The symptoms are an indication that the lactose, which is consumed as a part of dairy product is not digested in the small intestine. The term lactose intolerance has other synonyms like lactase deficiency, low lactase activity, lactose malabsorption, and milk intolerance and they are often used interchangeably. The lactose intolerance can be broadly classified into three types viz.
1. Alactasia or congenital lactase deficiency
This is an extremely rare occurrence where there is a complete lacking in secretion of lactase due to congenital anomaly; i.e. no lactase is secreted to digest the disaccharide although histology of intestinal mucosa remains completely normal.
2. Hypolactasia or primary adult lactase deficiency
This type refers to deficiency in the rate of secretion of the enzyme lactase, as the individual ages or becomes older. It is considered apparently normal and the development is age related. Most of the adult population in the world suffers from this condition due to decreased lactase activity and hence it is named as primary adult lactase deficiency or the condition may otherwise be called as “lactase non-persistence”; the opposite term “lactase persistence” may be used to describe those who retain abundant intestinal lactase activity and it is due to an autosomal dominant trait.
3. Lactase deficiency
This is a case of transient state of low lactase activity in an otherwise normal individual who exhibited lactase persistence previously. The condition occurs due to diseases such as infectious gastroenteritis, celiac sprue, or protein malnutrition. Generally malabsorption of lactose occurs when there is incomplete lactose digestion resulting in flat or relatively decrease in the rate of rise in blood sugar level following a lactose intolerance test. It is an outcome and not the primary cause of the condition.
Lactose Intolerance and Yogurt
Persons with impaired lactose digestibility can ingest a large amount of yogurt without exhibiting any of the symptoms associated with lactose intolerance. The increased tolerance to lactose may be attributed to the improved lactose digestibility in the gastro intestinal tract due to excess secretion of lactase enzyme by the Streptococcus thermophilus and Lactobacillus bulgaricus (ST and LB). The amount of hydrogen released in the intestine is taken as the measure of lactose intolerance and this is significantly lower in the case of yoghurt when compared to milk. People experiencing symptoms like diarrhea or flatulence while on milk due to lactose intolerance showed virtually no abnormality when yoghurt is consumed.

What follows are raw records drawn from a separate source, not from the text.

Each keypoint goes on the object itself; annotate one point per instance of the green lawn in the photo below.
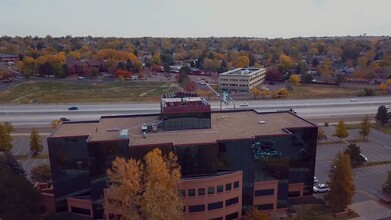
(76, 92)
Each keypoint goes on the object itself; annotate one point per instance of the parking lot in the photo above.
(21, 147)
(368, 180)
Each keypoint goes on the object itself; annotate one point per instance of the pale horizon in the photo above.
(194, 19)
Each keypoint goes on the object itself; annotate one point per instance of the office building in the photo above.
(241, 79)
(231, 161)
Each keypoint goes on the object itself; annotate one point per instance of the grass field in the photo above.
(321, 91)
(75, 92)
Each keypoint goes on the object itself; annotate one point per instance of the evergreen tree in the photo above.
(354, 153)
(387, 183)
(19, 199)
(341, 183)
(147, 190)
(5, 137)
(341, 131)
(9, 162)
(365, 127)
(321, 134)
(41, 173)
(382, 116)
(35, 142)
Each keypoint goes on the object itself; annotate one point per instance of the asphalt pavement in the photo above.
(368, 180)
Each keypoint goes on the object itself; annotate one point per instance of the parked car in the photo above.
(64, 119)
(244, 104)
(364, 157)
(387, 188)
(321, 188)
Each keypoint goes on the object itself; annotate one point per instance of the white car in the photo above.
(364, 157)
(321, 188)
(244, 104)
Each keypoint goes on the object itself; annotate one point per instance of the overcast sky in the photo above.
(195, 18)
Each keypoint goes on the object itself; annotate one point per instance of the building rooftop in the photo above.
(225, 125)
(243, 71)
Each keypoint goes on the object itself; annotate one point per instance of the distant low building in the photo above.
(6, 58)
(84, 67)
(242, 79)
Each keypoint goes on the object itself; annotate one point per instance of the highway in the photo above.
(43, 114)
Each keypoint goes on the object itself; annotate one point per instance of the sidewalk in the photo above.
(370, 210)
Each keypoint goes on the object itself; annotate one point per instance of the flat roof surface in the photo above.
(225, 125)
(242, 71)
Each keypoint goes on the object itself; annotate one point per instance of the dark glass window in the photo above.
(232, 216)
(80, 211)
(265, 192)
(215, 205)
(218, 218)
(232, 201)
(182, 193)
(294, 194)
(265, 206)
(220, 188)
(196, 208)
(201, 192)
(228, 187)
(211, 190)
(191, 192)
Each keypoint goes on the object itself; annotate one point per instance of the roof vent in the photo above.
(123, 134)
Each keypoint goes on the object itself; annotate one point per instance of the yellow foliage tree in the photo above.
(204, 93)
(28, 67)
(295, 79)
(242, 62)
(147, 190)
(255, 92)
(285, 62)
(382, 87)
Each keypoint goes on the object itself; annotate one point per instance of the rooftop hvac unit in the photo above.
(154, 127)
(123, 134)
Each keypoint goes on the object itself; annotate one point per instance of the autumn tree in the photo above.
(382, 87)
(205, 93)
(35, 142)
(28, 67)
(321, 134)
(190, 86)
(285, 62)
(340, 130)
(354, 152)
(255, 92)
(341, 183)
(242, 62)
(382, 116)
(5, 136)
(41, 173)
(295, 79)
(144, 190)
(365, 127)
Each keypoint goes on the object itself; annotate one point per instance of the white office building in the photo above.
(242, 79)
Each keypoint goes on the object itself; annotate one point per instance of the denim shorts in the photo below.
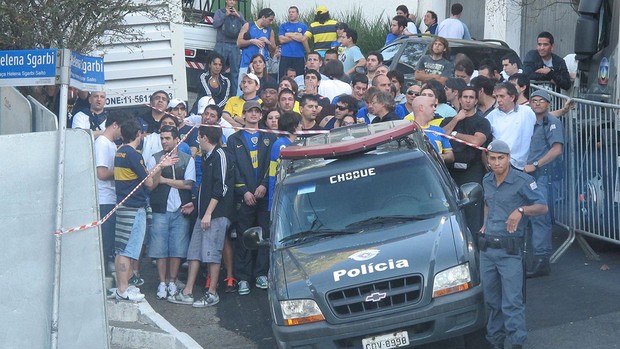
(169, 235)
(130, 231)
(207, 245)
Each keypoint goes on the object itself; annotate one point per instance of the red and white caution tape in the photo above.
(457, 140)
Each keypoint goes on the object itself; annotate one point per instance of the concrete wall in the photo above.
(27, 217)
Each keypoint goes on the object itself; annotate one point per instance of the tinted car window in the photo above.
(389, 52)
(406, 188)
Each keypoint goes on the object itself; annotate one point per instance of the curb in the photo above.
(137, 325)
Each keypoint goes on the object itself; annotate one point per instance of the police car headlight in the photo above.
(452, 280)
(300, 311)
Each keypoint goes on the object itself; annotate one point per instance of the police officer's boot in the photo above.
(540, 267)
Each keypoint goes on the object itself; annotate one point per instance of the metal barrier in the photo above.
(588, 203)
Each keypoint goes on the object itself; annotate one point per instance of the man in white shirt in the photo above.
(94, 118)
(105, 149)
(512, 123)
(453, 27)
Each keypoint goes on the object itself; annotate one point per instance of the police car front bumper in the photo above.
(443, 318)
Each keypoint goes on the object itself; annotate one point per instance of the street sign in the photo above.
(28, 67)
(86, 72)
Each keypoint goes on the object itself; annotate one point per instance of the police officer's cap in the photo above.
(542, 94)
(498, 146)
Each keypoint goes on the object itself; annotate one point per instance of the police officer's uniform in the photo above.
(501, 265)
(547, 132)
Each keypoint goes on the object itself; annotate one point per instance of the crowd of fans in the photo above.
(207, 184)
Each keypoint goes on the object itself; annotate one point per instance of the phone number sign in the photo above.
(28, 67)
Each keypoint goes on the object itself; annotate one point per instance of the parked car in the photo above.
(369, 243)
(404, 53)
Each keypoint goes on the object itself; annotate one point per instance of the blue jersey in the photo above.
(293, 48)
(129, 171)
(249, 51)
(440, 143)
(274, 161)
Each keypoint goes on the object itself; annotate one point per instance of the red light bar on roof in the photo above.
(352, 146)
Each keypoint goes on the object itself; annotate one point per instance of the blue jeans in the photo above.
(502, 283)
(542, 225)
(232, 57)
(108, 229)
(169, 235)
(129, 241)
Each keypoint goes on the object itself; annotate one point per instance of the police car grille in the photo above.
(376, 297)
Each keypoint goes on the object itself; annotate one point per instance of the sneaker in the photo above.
(133, 289)
(208, 300)
(136, 280)
(162, 291)
(262, 283)
(231, 285)
(244, 287)
(129, 295)
(180, 298)
(110, 293)
(172, 288)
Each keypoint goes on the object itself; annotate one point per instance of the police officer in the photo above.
(510, 197)
(544, 165)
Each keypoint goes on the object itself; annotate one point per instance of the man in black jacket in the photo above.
(215, 209)
(250, 151)
(543, 65)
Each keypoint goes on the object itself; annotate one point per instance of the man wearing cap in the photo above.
(93, 118)
(352, 57)
(256, 37)
(250, 84)
(313, 61)
(336, 45)
(250, 152)
(544, 163)
(292, 35)
(512, 123)
(322, 31)
(510, 197)
(158, 103)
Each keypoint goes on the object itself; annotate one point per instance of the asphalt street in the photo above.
(576, 307)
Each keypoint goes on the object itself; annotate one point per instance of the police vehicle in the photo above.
(369, 244)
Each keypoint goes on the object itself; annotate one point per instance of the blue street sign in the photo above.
(87, 72)
(28, 67)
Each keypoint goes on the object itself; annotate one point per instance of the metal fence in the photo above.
(588, 203)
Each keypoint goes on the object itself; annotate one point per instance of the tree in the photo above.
(79, 25)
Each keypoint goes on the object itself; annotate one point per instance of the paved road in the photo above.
(576, 307)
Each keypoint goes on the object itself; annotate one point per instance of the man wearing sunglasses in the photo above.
(344, 113)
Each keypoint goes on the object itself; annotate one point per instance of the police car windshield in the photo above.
(409, 190)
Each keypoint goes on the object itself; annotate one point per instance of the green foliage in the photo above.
(371, 32)
(79, 25)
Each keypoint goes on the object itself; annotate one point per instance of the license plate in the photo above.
(387, 341)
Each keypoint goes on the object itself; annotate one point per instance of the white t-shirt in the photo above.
(451, 28)
(104, 157)
(174, 199)
(515, 128)
(332, 88)
(227, 128)
(81, 120)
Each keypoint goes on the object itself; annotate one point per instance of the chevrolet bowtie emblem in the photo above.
(376, 296)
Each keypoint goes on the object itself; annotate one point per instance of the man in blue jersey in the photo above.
(424, 111)
(256, 37)
(294, 43)
(129, 172)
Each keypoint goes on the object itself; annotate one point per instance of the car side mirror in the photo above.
(470, 193)
(253, 238)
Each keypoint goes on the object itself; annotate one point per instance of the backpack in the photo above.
(231, 27)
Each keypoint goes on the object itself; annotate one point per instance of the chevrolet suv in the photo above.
(369, 244)
(404, 53)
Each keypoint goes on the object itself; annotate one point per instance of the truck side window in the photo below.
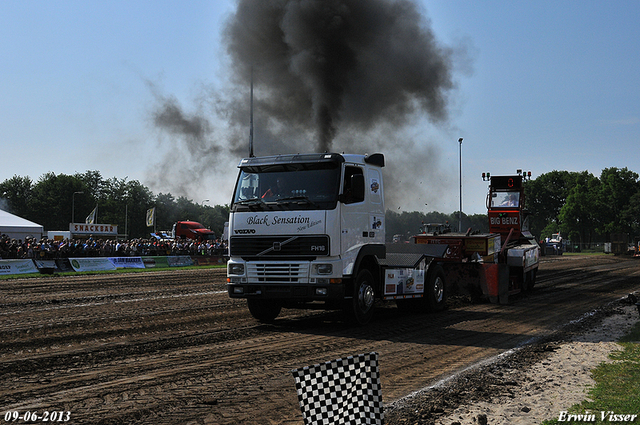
(347, 191)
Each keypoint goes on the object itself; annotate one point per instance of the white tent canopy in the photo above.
(18, 228)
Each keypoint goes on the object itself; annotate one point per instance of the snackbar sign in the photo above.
(93, 229)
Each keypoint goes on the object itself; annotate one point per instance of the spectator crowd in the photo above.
(49, 249)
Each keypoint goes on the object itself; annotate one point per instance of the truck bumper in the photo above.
(293, 293)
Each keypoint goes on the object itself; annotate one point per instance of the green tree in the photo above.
(17, 193)
(545, 197)
(579, 215)
(53, 201)
(617, 187)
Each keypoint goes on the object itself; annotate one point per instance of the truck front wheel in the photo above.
(363, 297)
(435, 292)
(264, 311)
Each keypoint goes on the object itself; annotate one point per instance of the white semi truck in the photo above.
(308, 231)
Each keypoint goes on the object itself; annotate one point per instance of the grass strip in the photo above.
(615, 397)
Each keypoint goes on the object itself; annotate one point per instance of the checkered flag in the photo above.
(343, 391)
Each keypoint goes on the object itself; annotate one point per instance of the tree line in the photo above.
(584, 208)
(579, 205)
(56, 200)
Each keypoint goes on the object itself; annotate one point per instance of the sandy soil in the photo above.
(172, 348)
(512, 388)
(553, 384)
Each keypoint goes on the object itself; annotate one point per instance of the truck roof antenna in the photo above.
(251, 119)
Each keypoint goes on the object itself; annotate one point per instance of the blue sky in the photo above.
(540, 85)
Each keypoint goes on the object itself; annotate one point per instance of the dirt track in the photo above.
(172, 348)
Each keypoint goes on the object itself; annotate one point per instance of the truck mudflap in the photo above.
(405, 269)
(526, 256)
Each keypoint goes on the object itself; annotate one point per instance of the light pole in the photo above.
(460, 211)
(73, 206)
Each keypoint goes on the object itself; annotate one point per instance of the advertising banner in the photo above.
(180, 261)
(17, 267)
(127, 262)
(83, 229)
(91, 264)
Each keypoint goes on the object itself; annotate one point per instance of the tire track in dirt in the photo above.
(175, 351)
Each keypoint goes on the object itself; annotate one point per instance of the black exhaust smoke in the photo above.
(339, 63)
(329, 75)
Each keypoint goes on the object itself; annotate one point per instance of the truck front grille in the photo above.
(277, 272)
(264, 247)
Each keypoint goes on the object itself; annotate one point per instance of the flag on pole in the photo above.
(341, 391)
(91, 218)
(151, 217)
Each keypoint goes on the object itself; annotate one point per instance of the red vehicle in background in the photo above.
(192, 230)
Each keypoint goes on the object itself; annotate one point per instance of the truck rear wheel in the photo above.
(435, 291)
(361, 306)
(264, 311)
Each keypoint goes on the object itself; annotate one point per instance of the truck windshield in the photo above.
(505, 199)
(287, 187)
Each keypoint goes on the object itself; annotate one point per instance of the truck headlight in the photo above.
(236, 268)
(324, 268)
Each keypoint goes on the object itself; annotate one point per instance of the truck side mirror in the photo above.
(357, 185)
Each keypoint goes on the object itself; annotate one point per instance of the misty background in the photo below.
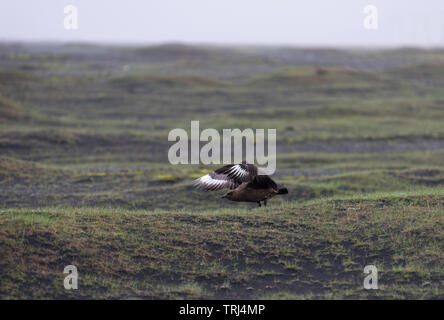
(281, 22)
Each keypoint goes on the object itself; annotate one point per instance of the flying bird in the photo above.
(244, 181)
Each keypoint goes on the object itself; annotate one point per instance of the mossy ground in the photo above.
(85, 179)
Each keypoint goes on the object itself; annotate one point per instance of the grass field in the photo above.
(85, 179)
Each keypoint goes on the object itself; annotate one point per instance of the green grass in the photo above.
(316, 250)
(85, 179)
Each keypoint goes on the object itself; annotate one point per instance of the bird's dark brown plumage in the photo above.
(244, 181)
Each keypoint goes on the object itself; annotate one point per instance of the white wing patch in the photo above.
(208, 183)
(238, 172)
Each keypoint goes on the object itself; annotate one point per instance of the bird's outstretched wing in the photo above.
(229, 176)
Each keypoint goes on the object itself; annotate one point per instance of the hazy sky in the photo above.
(291, 22)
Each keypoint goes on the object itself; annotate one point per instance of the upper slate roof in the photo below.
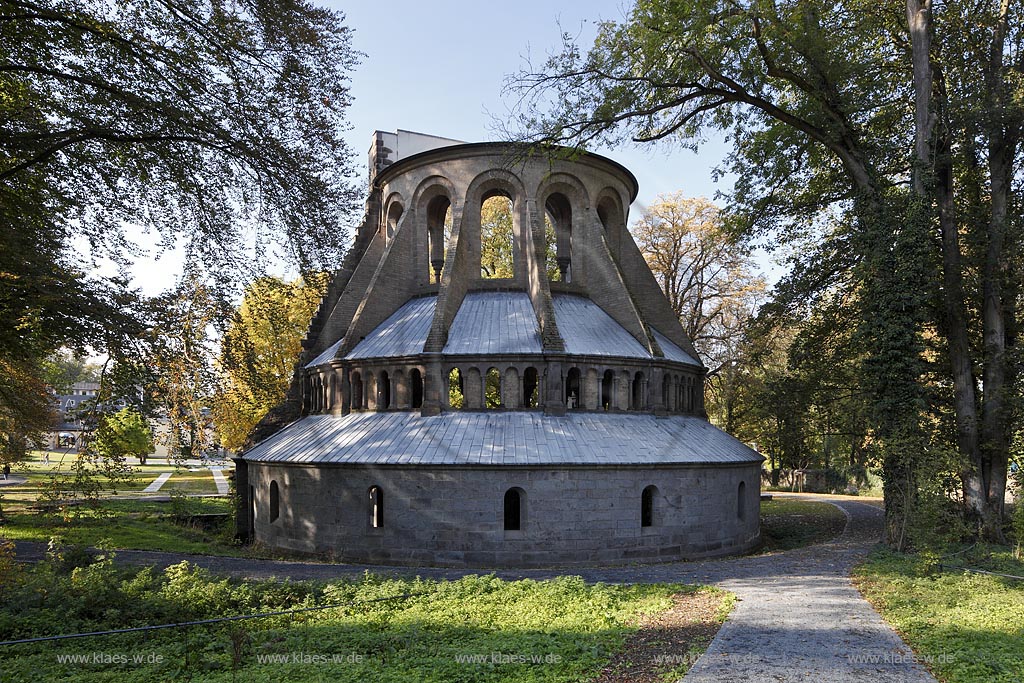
(589, 331)
(495, 323)
(502, 438)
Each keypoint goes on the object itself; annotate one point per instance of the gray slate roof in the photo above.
(589, 331)
(495, 323)
(402, 334)
(502, 438)
(673, 352)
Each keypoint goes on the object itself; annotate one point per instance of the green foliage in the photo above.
(259, 350)
(572, 627)
(497, 240)
(966, 627)
(123, 433)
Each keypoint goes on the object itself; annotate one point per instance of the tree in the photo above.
(833, 109)
(214, 127)
(258, 352)
(706, 274)
(123, 433)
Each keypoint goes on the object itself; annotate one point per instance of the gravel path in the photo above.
(799, 617)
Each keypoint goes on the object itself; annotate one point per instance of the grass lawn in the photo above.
(967, 628)
(129, 524)
(475, 629)
(788, 523)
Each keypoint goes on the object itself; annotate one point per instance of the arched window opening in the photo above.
(647, 506)
(376, 507)
(384, 392)
(530, 390)
(438, 235)
(637, 399)
(416, 378)
(393, 216)
(497, 239)
(550, 250)
(356, 382)
(572, 389)
(493, 389)
(560, 210)
(456, 396)
(607, 388)
(514, 508)
(274, 502)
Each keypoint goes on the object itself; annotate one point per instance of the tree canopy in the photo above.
(881, 144)
(206, 127)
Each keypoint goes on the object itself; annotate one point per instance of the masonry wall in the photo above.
(452, 516)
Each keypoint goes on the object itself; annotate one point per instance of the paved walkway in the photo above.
(158, 483)
(799, 617)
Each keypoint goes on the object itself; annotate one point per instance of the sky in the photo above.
(439, 68)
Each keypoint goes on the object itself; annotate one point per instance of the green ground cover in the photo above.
(474, 629)
(967, 628)
(787, 523)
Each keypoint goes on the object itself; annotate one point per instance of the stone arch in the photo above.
(376, 496)
(530, 388)
(392, 216)
(637, 394)
(514, 509)
(493, 389)
(274, 502)
(355, 380)
(433, 199)
(648, 506)
(511, 388)
(456, 394)
(494, 182)
(416, 388)
(611, 214)
(565, 202)
(473, 388)
(573, 386)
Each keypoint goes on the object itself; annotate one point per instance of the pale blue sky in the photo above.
(439, 68)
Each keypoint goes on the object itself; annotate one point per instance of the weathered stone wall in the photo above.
(454, 516)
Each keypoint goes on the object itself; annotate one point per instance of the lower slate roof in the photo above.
(502, 438)
(497, 323)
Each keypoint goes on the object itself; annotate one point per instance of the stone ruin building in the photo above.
(449, 413)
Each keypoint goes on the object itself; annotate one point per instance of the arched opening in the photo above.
(456, 396)
(356, 381)
(438, 235)
(572, 389)
(647, 506)
(607, 390)
(613, 222)
(393, 216)
(514, 508)
(383, 391)
(416, 378)
(493, 389)
(636, 394)
(376, 507)
(559, 211)
(274, 502)
(497, 238)
(530, 388)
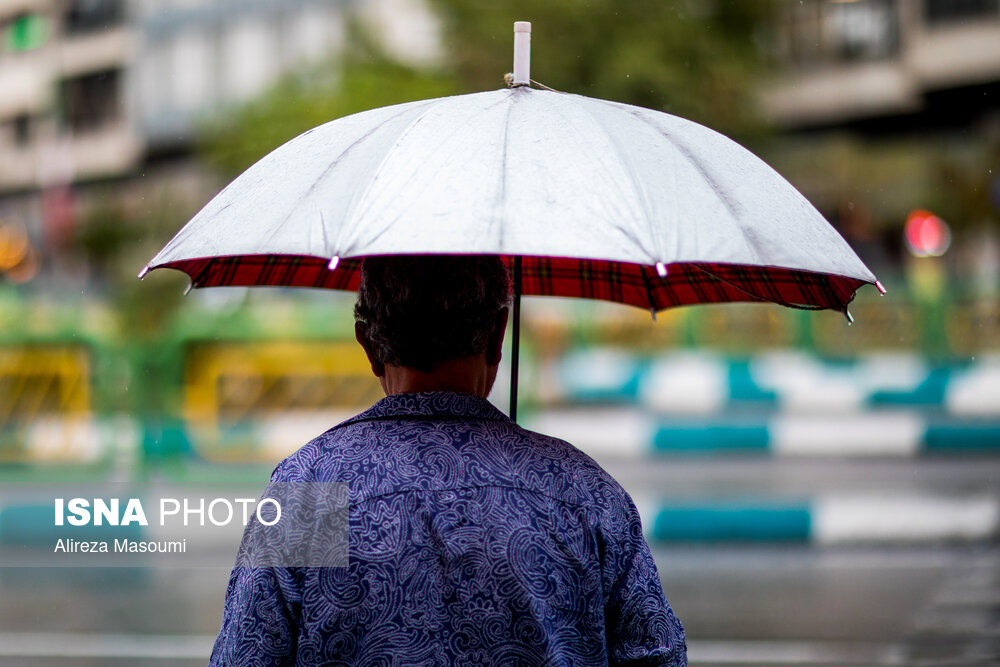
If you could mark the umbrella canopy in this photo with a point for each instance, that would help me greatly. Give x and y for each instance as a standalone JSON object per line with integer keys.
{"x": 586, "y": 197}
{"x": 600, "y": 199}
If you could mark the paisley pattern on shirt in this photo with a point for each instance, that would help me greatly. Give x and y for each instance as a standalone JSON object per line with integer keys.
{"x": 472, "y": 542}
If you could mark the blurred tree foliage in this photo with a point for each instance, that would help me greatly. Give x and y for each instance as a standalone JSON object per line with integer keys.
{"x": 700, "y": 59}
{"x": 364, "y": 79}
{"x": 696, "y": 58}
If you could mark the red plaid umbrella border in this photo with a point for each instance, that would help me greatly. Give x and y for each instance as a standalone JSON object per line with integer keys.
{"x": 639, "y": 285}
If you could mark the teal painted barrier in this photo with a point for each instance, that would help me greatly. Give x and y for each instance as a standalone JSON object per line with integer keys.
{"x": 711, "y": 438}
{"x": 733, "y": 523}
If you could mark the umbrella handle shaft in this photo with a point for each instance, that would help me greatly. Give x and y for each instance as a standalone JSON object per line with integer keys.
{"x": 515, "y": 347}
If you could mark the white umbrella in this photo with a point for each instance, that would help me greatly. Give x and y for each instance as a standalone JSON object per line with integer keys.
{"x": 589, "y": 197}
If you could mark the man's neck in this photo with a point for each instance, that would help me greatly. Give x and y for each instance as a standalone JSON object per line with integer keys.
{"x": 467, "y": 375}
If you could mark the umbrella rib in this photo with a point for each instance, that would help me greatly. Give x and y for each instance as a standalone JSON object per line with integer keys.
{"x": 638, "y": 195}
{"x": 333, "y": 164}
{"x": 708, "y": 178}
{"x": 349, "y": 214}
{"x": 756, "y": 297}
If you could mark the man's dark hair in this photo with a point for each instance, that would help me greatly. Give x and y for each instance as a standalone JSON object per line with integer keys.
{"x": 420, "y": 310}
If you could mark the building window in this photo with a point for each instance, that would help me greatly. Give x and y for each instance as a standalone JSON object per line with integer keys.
{"x": 83, "y": 16}
{"x": 945, "y": 11}
{"x": 865, "y": 30}
{"x": 91, "y": 102}
{"x": 819, "y": 32}
{"x": 21, "y": 130}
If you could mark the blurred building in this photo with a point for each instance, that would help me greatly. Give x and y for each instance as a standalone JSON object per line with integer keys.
{"x": 104, "y": 92}
{"x": 887, "y": 64}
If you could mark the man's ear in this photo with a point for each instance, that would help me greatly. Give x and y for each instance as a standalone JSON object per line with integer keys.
{"x": 494, "y": 345}
{"x": 378, "y": 368}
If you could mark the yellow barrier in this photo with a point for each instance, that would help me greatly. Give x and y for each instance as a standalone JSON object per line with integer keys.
{"x": 45, "y": 404}
{"x": 260, "y": 401}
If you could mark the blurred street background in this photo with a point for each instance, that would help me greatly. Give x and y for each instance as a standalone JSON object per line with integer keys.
{"x": 815, "y": 492}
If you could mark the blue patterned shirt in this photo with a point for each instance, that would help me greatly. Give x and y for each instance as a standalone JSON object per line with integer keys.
{"x": 472, "y": 542}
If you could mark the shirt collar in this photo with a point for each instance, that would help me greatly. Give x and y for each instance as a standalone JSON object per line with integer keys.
{"x": 431, "y": 404}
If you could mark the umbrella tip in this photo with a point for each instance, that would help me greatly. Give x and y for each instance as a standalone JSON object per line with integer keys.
{"x": 522, "y": 53}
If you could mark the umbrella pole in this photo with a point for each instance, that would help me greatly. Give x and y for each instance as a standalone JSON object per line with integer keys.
{"x": 516, "y": 340}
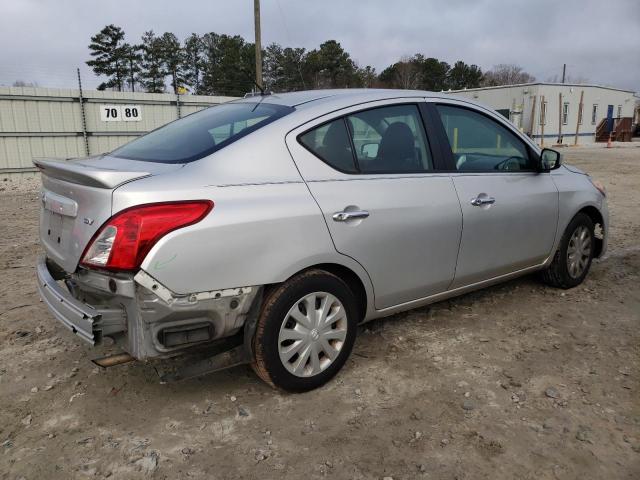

In other words, yoghurt is more gastro-intestinal tract friendly when compared to milk as far as lactose intolerant individual is concerned.
Mechanism of action
Yoghurt containing live and active flora (as in unheated yoghurt) is more beneficial than pasteurized yogurt for the lactose impaired individuals. Both unheated and pasteurized yoghurt contains the same amount of lactase enzyme but heating significantly reduces the lactase activity. Apart from that, pasteurization destroys both the yoghurt bacteria (ST and LB) and thereby their ability to produce more lactase enzyme. Hence, to be effective, the yoghurt cultures must be viable and their lactase enzymes remaining intact to exert their benevolent effect. Other than that, presence of bile salts stimulates the lactase activity due to their disruptive action on the cell wall of the bacteria and in turn releasing the lactase enzyme. It would be better to screen the bacterial cultures for their ability to secrete lactase enzyme before inoculating them in milk to make yoghurt.
There is one more condition that has to be met before the yoghurt and its constituents bring out the desirable effect in the body. That is the yogurt culture and the enzyme lactase must survive in the acidic gastrointestinal tract without getting killed nor denatured by the extremely low pH available in the gastric juice. This is achieved by the excellent buffering mechanism in the dairy constituents of the yoghurt which prevents the destruction of the yoghurt flora as well as protecting the enzyme lactase against the adverse acidic environment. Moreover, the yoghurt cultures are conditioned to grow at low pH and hence their survivability is higher during their transit through gastric mucosa.